David Goldsmith, Goldsmith Organization
Photo credit: Photo courtesy of Goldsmith Organization
Are you considered successful by most standards? If you are, you no doubt have wished you had more reliable means of achieving your desired outcomes without the uncertainties that managers and leaders inevitably experience from time to time.
The problem isn’t you and you can’t get more done by working longer and harder, maintains David Goldsmith, international consultant and advisor and president of the Goldsmith Organization - a leadership development organization (www.davidgoldsmith.com). “Rather, it’s the lack of a leadership toolkit that enables you to maximize the potential of your greatest asset: your mind.
“The problem is that your plumber and front-line staffers have had more and better tools for doing their jobs and solving their daily challenges that you do.”
Nevertheless, Goldsmith says decision makers can follow a practical approach to build a more effective leadership toolkit to help them be better at what they do.
That was the message he delivered to recent The Zone 2013, the inaugural fleet management conference put on by fleet telematics, remote diagnostics and mobile onboard computing company Zonar (www.zonarsystems.com), which I had the good fortune to attend.
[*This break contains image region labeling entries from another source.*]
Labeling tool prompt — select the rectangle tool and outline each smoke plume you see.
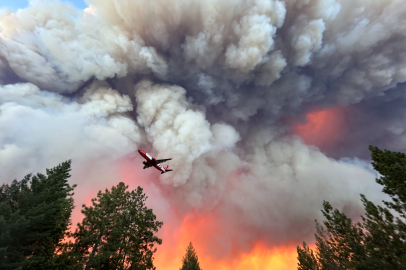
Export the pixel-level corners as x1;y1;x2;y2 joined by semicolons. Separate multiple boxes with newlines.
0;0;406;266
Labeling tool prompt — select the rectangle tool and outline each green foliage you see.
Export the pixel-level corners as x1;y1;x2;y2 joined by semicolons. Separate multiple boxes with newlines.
0;160;75;269
72;183;163;270
180;242;202;270
297;146;406;270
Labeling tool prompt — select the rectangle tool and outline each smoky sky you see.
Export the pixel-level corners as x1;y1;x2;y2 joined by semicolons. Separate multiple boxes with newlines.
0;0;406;258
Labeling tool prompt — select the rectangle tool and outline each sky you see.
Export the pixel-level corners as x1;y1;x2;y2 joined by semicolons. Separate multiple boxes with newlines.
0;0;406;270
0;0;87;11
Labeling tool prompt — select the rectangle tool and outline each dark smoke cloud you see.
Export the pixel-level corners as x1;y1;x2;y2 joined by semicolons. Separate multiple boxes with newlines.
0;0;406;258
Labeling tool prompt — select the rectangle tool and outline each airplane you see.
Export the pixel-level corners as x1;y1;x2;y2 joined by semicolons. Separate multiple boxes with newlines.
138;150;173;174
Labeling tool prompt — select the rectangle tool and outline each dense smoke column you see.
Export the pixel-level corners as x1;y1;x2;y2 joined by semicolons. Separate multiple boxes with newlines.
0;0;406;262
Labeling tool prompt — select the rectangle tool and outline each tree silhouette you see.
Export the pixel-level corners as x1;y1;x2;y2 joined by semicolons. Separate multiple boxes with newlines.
180;242;202;270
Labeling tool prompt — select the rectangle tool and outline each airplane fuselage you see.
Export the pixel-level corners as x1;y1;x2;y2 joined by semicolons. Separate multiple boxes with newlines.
138;150;172;174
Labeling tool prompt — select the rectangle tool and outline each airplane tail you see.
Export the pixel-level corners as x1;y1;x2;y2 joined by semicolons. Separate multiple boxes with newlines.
161;165;173;174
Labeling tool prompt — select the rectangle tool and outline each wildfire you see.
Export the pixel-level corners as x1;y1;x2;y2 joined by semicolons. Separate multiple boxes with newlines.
155;213;297;270
293;107;348;149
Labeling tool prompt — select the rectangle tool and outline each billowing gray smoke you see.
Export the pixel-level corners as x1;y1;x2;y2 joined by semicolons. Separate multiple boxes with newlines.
0;0;406;260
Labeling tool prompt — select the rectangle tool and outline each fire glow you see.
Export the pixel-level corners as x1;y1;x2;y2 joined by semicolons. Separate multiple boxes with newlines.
155;213;297;270
114;159;297;270
293;106;348;150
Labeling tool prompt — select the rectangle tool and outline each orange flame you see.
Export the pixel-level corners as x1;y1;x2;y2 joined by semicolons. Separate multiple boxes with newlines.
294;107;348;149
155;213;297;270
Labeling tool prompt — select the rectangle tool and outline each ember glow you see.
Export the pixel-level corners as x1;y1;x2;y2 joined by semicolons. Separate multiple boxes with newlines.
294;107;349;150
0;0;406;270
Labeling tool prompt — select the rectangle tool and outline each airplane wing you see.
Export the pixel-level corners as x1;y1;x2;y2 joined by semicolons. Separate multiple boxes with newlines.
156;158;172;164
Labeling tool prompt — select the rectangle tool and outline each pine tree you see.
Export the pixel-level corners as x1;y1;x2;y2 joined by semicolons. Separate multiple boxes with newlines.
0;160;75;269
297;146;406;270
180;242;202;270
72;183;163;270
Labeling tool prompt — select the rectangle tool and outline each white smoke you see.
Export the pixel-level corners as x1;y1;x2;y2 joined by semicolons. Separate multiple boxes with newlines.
0;0;406;262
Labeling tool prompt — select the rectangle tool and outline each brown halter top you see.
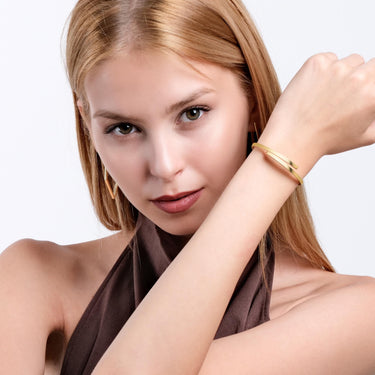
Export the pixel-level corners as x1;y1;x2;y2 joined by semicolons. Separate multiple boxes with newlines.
61;215;274;375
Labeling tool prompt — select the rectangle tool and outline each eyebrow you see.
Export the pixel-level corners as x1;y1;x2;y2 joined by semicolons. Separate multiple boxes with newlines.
93;88;215;122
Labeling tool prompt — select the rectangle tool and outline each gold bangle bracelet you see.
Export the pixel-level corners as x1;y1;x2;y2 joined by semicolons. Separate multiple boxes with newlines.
251;143;303;185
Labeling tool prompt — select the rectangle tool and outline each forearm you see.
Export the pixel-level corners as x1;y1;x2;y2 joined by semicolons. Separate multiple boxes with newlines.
93;137;314;374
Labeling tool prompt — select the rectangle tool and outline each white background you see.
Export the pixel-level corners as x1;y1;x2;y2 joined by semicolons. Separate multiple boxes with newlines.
0;0;375;276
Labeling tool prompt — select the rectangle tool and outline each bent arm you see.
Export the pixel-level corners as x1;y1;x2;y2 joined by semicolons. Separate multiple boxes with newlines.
94;146;314;374
94;54;375;374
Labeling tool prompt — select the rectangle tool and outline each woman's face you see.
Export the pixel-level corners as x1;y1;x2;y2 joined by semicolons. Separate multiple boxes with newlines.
85;51;251;234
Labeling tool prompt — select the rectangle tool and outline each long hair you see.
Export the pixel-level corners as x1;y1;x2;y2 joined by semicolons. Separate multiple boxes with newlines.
66;0;333;271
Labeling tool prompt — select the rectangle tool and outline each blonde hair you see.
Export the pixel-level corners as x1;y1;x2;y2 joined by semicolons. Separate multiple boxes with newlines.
66;0;333;271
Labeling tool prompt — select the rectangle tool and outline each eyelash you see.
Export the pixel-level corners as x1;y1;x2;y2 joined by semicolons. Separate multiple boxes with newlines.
105;105;210;136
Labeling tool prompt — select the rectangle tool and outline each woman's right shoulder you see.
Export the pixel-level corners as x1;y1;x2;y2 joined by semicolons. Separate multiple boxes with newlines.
0;239;67;374
0;233;131;374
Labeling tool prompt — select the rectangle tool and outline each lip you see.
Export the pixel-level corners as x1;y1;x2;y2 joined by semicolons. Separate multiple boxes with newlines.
152;189;203;214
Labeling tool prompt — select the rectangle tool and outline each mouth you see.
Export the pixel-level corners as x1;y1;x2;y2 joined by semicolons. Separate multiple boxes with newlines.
152;189;203;214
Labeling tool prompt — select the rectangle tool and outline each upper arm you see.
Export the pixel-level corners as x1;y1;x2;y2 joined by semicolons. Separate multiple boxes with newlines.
200;279;375;375
0;240;64;374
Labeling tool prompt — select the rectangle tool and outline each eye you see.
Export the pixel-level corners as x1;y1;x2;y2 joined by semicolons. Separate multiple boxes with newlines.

Goldsmith talked about the lessons he developed on achieving transformational results through what he calls Enterprise Thinking. He details those lessons in his book, Paid to Think, A leader’s toolkit for redefining your future.
Goldsmith defines Enterprise Thinking as “a leader’s mental arsenal to technologically integrate all the tentacles of an organization for greater efficiencies and better outcomes.”
Enterprise Thinking is composed of four categories: strategizing, learning, performing and forecasting, he told conference attendees. These activities need to be combined with his Economics of Thinking tool which illustrates the correlation between thinking and costs.
“Simply put,” he explains, “the more a leader is to think through an idea before committing to action, the greater the chances an organization has to achieve higher returns, all while mitigating risk and reducing expense.”
Managers and leaders are paid to think, he maintains, and as such ought to spend more time thinking about things before leaping into action. It is paramount to truly understand a situation or know the best options prior to making decisions.
Mimic Sports Coaches
Goldsmith’s contention is that business success is 80 percent systems and structures and 20 percent people. The most important thing managers/leaders can do is to leverage technology to create sound systems and structures because these drive everything a business does by enabling employees to do their jobs more effectively.
Moreover, employees must be empowered, he adds. There are four steps to this: develop plans; build a structure and environment that supports the plan; transfer power to employees, work with them and teach them to learn and grow; and monitor and adjust the process.
He suggests that managers/leaders should think of themselves as sports coaches who strategize and create playbooks and their staff as the players who execute under the coach’s guidance. While trying out the “plays,” get feedback from employees so plays can be modified to make them stronger.
Thinking into the Future
Obviously, the further managers/leaders can look into the future, the better they can anticipate what might come and prepare for that. Making a prediction about the future is easy. Making an accurate prediction about the future is very difficult.
The problem is that most people when talking about the future “put the topic into one massive outlook without knowing how to approach it,” observes Goldsmith. Instead, he advises managers/leaders to get specific in forecasts by focusing thinking on the pieces rather than the whole using a tool he developed called the Pentality of Forecasting.
Just as a pentagon has five sides, this tool consists of five topic areas intended to direct and focus attention to key realistic factors affecting the long-term well-being of an organization, he explains. Those areas are:
1. What is your personal future, your group’s future and/or your organization’s future?
2. What is the future of these or any downstream users or recipients of your work?
3. What are your direct, indirect and potential competitors’ futures?
4. What is the future of your suppliers/vendors or any alliance you have upstream or downstream that allows you to do what you do?
5. What is happening globally that will impact the world or universe around you in ways that can influence you and your company’s future?
The Current Reality
In summing up his remarks, Goldsmith reiterated his contention that leaders are paid to think and “today’s thinking creates tomorrow.
“The current reality is a manifestation of all your past thinking-related activities as they are being played out by the lower-level managers and front-line staffers during execution-related activities, and this fact is the reason why having the right tools and the right thinking are essential to success.”
A company’s current reality is a manifestation of all managers’/leaders’ past thinking-related decisions and activities made based on what was learned, strategized, performed and forecasted at the time, and how the execution-related activities are being played out by the lower-level managers and front-line staffers, he adds. This is the reason why having the right tools and the right thinking are essential to success.